Much of the prevailing theory of the structure of materials at the particle scale hinges upon the notion of symmetry.¹ Indeed, the discrete spatial symmetries characteristic of crystalline matter give rise to an elegant structural theory that has seen great success in predicting a long list of physical phenomena.^2,3 A widely acknowledged shortcoming of this symmetry-based understanding, however, is that it offers limited insight into the structure of non-crystalline media^4,5 – an area of growing scientific interest⁶ and technological importance.⁷ The origin of this shortcoming lies in the fact that symmetry merely constitutes a special case of a more general mathematical notion that encompasses all forms of regularity inherent to a data source, often called information.⁸ In this article, we consider the possibility of a general theory of materials structure in which the notion of information plays the role that has traditionally been played by symmetry.

From positions to distances

Density functional theory reveals that the macroscopic properties of a solid are uniquely determined by its electronic density in ground state and that this density is obtainable from the external potential due to positively charged atomic nuclei.⁹ Supposing the charges of the nuclei are known, the potential is in turn recoverable from nuclear positions via Coulomb's law. Thus, the ground-state properties of a solid are fully determined by the positions of its nuclei. This provides a physical rationale for the mathematical representation of a material as a set of point-like particles per crystallography and the classical formulations of statistical mechanics and molecular dynamics.

But while particle positions are what formally specify the state of a system, it is the distances between those particles that constitute the fundamental quantity underlying structure. This follows from the fact that particle positions can be recovered from interparticle distances up to translation, rotation, and reflection,¹⁰ which have no effect on the total energy of a system. Indeed, the information content of particle positions is simply the information content of interparticle distances plus some extraneous information regarding the system's overall position, orientation, and handedness. It is possible to express this relationship symbolically using Shannon's information entropy functional H as follows:⁸

H(P) = H(D) + H(T), (1)

where P denotes positions, D distances, and T an isometric transformation (i.e. a translation, a rotation, and a reflection).

From distances to bond angles

A property common to all interactions among particles of atomic size of greater is that their strength decays rapidly with interparticle distance. As a direct result of this property, the structure of a particle system manifests most strongly in the neighbourhoods of its constituent particles.

Particle neighbourhoods tend to be approximately spherical (i.e. characterised by neighbours nearly equidistant from the central particle) as a consequence of the isotropy of space.

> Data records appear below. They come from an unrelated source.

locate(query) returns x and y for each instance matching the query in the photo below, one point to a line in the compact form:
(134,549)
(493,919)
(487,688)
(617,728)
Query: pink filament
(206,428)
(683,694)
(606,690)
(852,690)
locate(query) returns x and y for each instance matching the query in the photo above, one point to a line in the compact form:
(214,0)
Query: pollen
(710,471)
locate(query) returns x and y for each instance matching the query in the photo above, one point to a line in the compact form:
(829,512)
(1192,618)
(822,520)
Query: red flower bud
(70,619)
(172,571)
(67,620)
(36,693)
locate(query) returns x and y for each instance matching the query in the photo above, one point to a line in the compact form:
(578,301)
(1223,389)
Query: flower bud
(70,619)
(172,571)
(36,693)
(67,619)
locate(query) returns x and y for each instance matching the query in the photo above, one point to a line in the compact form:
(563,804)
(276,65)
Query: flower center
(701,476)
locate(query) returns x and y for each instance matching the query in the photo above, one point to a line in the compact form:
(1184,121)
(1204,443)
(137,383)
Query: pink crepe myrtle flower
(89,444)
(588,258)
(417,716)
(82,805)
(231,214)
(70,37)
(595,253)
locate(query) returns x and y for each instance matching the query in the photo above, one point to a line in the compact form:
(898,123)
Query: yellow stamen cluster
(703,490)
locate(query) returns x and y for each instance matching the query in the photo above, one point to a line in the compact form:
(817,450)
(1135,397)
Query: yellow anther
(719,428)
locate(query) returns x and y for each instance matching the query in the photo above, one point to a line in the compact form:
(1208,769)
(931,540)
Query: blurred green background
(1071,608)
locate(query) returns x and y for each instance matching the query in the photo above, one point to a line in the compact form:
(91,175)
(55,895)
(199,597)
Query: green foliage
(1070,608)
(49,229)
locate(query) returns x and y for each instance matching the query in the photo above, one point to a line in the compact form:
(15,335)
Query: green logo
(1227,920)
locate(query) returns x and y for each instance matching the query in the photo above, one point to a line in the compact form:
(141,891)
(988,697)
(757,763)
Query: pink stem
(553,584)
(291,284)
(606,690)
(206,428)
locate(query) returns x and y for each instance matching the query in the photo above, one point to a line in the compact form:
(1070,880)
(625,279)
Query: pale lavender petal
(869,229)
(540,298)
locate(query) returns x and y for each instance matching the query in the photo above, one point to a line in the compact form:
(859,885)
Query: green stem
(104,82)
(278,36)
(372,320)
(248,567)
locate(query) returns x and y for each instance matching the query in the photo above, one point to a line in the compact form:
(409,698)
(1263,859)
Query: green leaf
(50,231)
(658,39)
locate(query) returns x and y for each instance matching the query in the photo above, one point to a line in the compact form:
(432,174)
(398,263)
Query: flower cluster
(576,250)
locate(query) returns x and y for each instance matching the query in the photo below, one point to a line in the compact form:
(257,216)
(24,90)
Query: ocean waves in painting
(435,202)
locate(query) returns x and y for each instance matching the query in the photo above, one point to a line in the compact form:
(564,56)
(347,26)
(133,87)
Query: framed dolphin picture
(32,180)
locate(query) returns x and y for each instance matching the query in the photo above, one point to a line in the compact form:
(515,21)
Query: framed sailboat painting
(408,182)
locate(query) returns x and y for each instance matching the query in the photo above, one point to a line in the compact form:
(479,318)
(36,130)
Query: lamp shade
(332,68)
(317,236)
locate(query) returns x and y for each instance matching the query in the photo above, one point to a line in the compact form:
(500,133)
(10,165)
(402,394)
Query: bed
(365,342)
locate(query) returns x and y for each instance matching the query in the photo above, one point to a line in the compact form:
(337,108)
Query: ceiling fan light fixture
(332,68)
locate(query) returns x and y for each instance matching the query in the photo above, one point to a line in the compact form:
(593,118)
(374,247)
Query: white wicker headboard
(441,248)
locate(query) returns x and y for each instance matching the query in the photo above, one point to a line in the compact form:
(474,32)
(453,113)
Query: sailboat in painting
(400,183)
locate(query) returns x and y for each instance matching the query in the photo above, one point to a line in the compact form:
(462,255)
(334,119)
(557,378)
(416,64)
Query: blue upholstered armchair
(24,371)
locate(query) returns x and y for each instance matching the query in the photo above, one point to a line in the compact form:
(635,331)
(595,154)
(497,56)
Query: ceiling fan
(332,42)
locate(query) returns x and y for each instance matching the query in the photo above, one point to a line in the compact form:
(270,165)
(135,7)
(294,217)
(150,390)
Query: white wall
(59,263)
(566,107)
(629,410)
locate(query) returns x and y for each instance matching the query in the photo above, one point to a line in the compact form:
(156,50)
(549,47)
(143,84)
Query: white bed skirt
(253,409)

By virtue of this approximate sphericality, the distance between any two neighbours of a given particle depends almost entirely on the angle between the vectors that indicate their position relative to the central particle; such vectors are commonly called bonds,¹¹ and the angles between them, bond angles.¹² Fig. 1 illustrates this dependence geometrically.

Fig. 1 As the bond length difference δ approaches 0, the interparticle distance d tends to the chord length r. But r depends on the bond angle θ (up to a scaling by [small script l]) through the relation r = 2[small script l] sin(θ/2). Thus, the distance d is determined approximately by the angle θ.

Just as with the position–distance relationship, the distance–angle relationship can be captured using the functional H. Observe that the triple consisting of bond angles Θ, bond length differences Δ, and the nearest-neighbour distance [small script l] fully determines and is determined by interparticle distances D. These quantities are thereby equivalent in information,

H(D) = H(Θ, Δ, [small script l]). (2)

Twice applying the chain rule⁸ to the right-hand side, then invoking the independence between Θ and [small script l], we get the following general relationship:

H(D) = H(Θ) + H(Δ|[small script l],Θ) + H([small script l]). (3)

At the spherical neighbourhood limit, vanishing bond length differences render H(Δ) = 0. By monotonicity, H(Δ|[small script l],Θ) ≤ H(Δ), and nonnegativity, H(Δ|[small script l],Θ) ≥ 0, we also have H(Δ|[small script l],Θ) = 0.⁸ Thus, interparticle distances D are informationally equivalent to bond angles Θ, up to a contribution from the nearest-neighbour distance [small script l],

H(D) = H(Θ) + H([small script l]). (4)

In systems with a simple crystalline ground state, H([small script l]) tends to 0 with increasing density, leaving H(D) = H(Θ). This underscores the importance of bond angles to structure at the particle scale.

Extracopularity and E

From elementary combinatorics, we know that a particle with k bonds has at most (k² − k)/2 different bond angles. A key observation regarding energetically favourable neighbourhood geometries is that they exhibit a much lower diversity in bond angles than combinatorics would allow. Such geometries tend to resemble convex polyhedra with regular-polygonal faces,¹³ a few of which are illustrated in Fig. 2.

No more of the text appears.